President Andry Rajoelina, a 36- year-old former DJ and mayor, is pushing for a “yes” vote in today’s Madagascan referendum on constitutional changes that opponents say aim to legitimize his rule after he seized power with the aid of the military.

The government, which has scheduled parliamentary and presidential elections for next year, says the referendum will help lift the country out of its 20-month diplomatic and economic isolation. The opposition is concerned Rajoelina will use a “Yes” vote to prolong his presidency, because the constitutional changes cut the minimum age of the president to 35 from 40.

Madagascar’s three main opposition parties are urging voters to abstain because they say the new constitution was drawn up without consultation and doesn’t give a deadline for the handover of power to a democratically elected government. The government reneged on a power-sharing accord brokered last year by international mediators.

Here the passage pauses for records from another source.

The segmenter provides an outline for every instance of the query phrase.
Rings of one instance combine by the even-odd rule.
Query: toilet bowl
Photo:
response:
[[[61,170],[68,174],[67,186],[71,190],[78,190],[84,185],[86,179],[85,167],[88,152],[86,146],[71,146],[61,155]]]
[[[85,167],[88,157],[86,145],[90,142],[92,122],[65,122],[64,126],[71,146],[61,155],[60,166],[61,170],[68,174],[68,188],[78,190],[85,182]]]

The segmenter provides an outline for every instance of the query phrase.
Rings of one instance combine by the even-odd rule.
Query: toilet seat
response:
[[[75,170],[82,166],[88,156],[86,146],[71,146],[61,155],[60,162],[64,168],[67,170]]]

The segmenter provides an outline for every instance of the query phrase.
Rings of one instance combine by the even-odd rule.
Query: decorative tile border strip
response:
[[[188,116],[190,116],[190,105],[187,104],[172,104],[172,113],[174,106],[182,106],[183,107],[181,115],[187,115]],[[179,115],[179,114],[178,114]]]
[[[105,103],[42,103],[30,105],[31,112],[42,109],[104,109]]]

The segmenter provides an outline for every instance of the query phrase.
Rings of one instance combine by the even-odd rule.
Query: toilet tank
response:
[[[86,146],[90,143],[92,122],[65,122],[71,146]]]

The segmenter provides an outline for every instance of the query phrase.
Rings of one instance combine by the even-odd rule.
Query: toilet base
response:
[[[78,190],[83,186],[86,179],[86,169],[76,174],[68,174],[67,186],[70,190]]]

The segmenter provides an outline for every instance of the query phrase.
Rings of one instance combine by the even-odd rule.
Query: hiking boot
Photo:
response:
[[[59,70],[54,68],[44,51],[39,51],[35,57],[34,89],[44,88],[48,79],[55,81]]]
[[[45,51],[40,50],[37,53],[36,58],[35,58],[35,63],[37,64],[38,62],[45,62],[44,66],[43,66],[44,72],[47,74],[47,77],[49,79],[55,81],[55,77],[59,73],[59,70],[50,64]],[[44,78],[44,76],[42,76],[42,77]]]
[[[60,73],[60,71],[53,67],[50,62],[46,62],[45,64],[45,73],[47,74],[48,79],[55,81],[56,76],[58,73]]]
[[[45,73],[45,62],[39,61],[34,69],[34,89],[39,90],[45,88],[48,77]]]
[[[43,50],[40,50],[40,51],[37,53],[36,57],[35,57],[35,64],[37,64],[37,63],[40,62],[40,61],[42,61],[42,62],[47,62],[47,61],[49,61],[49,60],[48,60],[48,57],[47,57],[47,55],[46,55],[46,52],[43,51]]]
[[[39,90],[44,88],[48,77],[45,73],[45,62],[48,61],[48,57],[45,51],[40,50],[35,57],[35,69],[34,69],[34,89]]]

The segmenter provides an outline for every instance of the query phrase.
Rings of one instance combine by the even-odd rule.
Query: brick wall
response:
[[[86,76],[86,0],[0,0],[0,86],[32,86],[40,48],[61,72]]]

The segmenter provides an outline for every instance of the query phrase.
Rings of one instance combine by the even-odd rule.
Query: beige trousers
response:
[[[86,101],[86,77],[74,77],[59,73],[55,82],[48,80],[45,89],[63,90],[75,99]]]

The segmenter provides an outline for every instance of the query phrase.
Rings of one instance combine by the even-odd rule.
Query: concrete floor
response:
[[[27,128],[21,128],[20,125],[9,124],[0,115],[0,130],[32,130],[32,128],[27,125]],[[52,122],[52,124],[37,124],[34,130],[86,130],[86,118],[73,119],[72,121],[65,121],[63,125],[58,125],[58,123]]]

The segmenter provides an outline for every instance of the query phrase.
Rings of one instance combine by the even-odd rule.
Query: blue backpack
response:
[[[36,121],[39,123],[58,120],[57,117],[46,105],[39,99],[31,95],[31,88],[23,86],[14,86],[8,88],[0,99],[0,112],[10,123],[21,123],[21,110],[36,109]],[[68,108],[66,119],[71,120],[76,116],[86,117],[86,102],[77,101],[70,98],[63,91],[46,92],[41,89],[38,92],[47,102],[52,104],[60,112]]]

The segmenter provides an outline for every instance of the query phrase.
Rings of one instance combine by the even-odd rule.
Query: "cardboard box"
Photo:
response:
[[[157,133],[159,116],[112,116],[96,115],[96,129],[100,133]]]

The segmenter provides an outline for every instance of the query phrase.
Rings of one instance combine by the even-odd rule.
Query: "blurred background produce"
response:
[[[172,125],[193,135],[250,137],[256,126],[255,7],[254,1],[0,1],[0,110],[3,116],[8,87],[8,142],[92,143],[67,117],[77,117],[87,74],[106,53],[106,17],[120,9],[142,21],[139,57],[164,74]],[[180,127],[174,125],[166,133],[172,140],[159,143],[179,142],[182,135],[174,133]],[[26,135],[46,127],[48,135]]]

“I want to demonstrate my dislike because they will try and use this vote to manipulate the international community and public opinion,” said Solofo Ralaboarisoa, an employee of Air Madagascar, who wasn’t voting and accompanied a friend to a polling station in the capital Antananarivo. “It’s a way of poisoning the people.”

The vote “is the one and only route left out of the crisis,” said Augustin Andriamananoro, special adviser to the president and head of the “Yes” campaign. “It is up to everyone to fulfill their civic duty and vote to restore constitutional order.”

Madagascar Suspended

Andriamananoro said he expects 70 percent to vote in favor of the changes, with a voter turnout of about 50 percent. The government has organized rallies with local pop stars to drum up support for the constitution. Polls opened at 6 a.m. and will close at 4 p.m.

“One of the government’s concerns is the lack of popular legitimacy,” said Harotsilavo Rakotoson, a lawyer and “No” campaigner. “They will use a positive result to pretend they have been elected by Madagascar’s people.”

On Nov. 2, U.S. Deputy Assistant Secretary for African Affairs Karl Wycoff met with political parties and said the U.S. government didn’t recognize the referendum and political process supported by the current administration.

Madagascar was suspended from the African Union and had all non-humanitarian aid cut after Rajoelina, the mayor of Antananarivo, ousted his predecessor President Marc Ravalomanana in March last year. Foreign aid previously accounted for about two thirds of fiscal spending.

Economy to Contract

The island’s economy will contract 2 percent this year, the only African economy to shrink, according to forecasts by the International Monetary Fund. The government estimates expansion of 0.8 percent. Madagascar, the world’s biggest exporter of vanilla, had a gross domestic product of $8.55 billion in 2009, according to the Central Intelligence Agency’s World Factbook.

The new constitution says presidential candidates must be resident in the country for six months prior to elections. That would block Ravalomanana, who lives in exile in South Africa and was sentenced to life imprisonment by a Madagascan court in August for conspiracy to commit murder.

Sahondra Rabenarivo, a lawyer and “No” campaigner, said Rajoelina is portraying the referendum as a vote for change and an end to the crisis, without explaining the details of the constitutional changes that do nothing to limit presidential power in Madagascar.

“I fear the government will turn around to the international community and say ‘Look, we’ve been legitimized’,” Rabenarivo said.

Protesters Detained

Colonel Richard Ravalomanana, head of security for the central region, said he has deployed security forces to maintain order outside polling stations to prevent protests. Last week 21 people were detained, including three leaders of the main opposition parties, during demonstrations against the referendum.

Pierrot Rajaonarivelo, head of the opposition Madagascar Democracy Movement, said he expects the “No” campaign to win in the capital, Antananarivo, while the “Yes” vote wins in the rest of the country. The international community won’t accept the results if less than 50 percent vote, he said.